A similar lesson applies when you attend group classes — it's a fine line between pushing yourself to work harder and unintentionally injuring yourself. It can be intimidating when an instructor calls you out for slacking, and you feel obligated to work as hard and as fast as the rest of the class. If might be difficult for you to distinguish what type of pain is good to build strength versus pain that will lead to debilitating injuries. Protect your body during group classes with these tips.

  • Speak up about pre-existing injuries — If you have a chronic injury, inform your trainer or instructor at the beginning of class. When trainers and instructors know about your pain, they will be less likely to get in your face. Also, they may offer helpful modifications that will tone you without flaring up the injury.
  • Sharp pains mean injury — If you feel a sharp pain when completing an exercise, that is your body's way of signaling you need to stop what you are doing immediately. After class, ask the instructor to correct your alignment so you can correctly perform the exercise for next time.
  • Shaking is normal — Your muscles quiver when you do a hard exercise, because they are clenching and releasing in order to perform the task you are demanding your body to do.
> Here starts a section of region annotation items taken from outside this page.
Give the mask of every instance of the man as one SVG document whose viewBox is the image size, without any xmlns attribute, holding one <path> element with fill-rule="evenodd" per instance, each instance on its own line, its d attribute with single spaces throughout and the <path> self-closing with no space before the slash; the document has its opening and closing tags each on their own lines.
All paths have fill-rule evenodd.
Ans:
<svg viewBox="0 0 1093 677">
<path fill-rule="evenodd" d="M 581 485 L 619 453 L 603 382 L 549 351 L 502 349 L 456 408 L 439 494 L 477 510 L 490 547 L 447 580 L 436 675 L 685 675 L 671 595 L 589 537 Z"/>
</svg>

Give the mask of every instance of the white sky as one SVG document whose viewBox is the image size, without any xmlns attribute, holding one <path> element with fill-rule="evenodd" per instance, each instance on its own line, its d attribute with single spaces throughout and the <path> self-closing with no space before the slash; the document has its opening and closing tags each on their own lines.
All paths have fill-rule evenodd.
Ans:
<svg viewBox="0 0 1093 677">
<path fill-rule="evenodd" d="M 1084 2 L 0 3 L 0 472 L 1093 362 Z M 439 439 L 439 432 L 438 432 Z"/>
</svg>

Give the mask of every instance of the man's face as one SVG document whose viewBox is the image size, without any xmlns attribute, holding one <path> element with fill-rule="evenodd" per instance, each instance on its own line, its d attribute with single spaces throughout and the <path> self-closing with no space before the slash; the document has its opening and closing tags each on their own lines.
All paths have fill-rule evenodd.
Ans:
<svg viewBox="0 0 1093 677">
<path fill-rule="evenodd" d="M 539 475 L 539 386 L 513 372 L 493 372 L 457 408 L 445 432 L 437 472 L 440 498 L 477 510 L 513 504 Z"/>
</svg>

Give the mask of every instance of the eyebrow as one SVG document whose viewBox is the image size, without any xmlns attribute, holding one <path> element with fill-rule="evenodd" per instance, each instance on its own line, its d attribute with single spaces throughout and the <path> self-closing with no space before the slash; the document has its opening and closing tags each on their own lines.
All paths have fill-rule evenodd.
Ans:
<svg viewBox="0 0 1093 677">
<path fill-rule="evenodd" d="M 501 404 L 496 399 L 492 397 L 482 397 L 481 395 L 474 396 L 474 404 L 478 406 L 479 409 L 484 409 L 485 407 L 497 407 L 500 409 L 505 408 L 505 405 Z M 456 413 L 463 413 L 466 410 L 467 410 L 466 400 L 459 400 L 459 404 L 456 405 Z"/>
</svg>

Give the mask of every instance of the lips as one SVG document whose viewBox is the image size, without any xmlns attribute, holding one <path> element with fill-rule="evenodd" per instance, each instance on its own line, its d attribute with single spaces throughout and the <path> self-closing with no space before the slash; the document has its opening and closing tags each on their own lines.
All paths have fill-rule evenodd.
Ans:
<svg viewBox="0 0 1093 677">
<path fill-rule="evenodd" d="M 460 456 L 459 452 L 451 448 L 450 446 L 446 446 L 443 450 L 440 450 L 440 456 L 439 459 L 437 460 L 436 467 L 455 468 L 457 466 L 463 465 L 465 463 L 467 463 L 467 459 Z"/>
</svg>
Over time and with practice, your body will be strong enough to perform the exercise.
  • If you can't breathe and contract your abs, ease back — If you are unable to keep your abs engaged enough to support your torso and keep correct alignment while breathing, you need to ease back until you are able to perform both functions. Keeping your abs engaged will protect your back from injury and will give you better balance and stability.
  • Ignore the class, and focus on you — It's tempting to look around to gauge the skill level around you, but focus on your movement and what feels good to your body. It's always better to work up your skill level than overexert your body and unintentionally pull a muscle, sprain an ankle, or injure your back.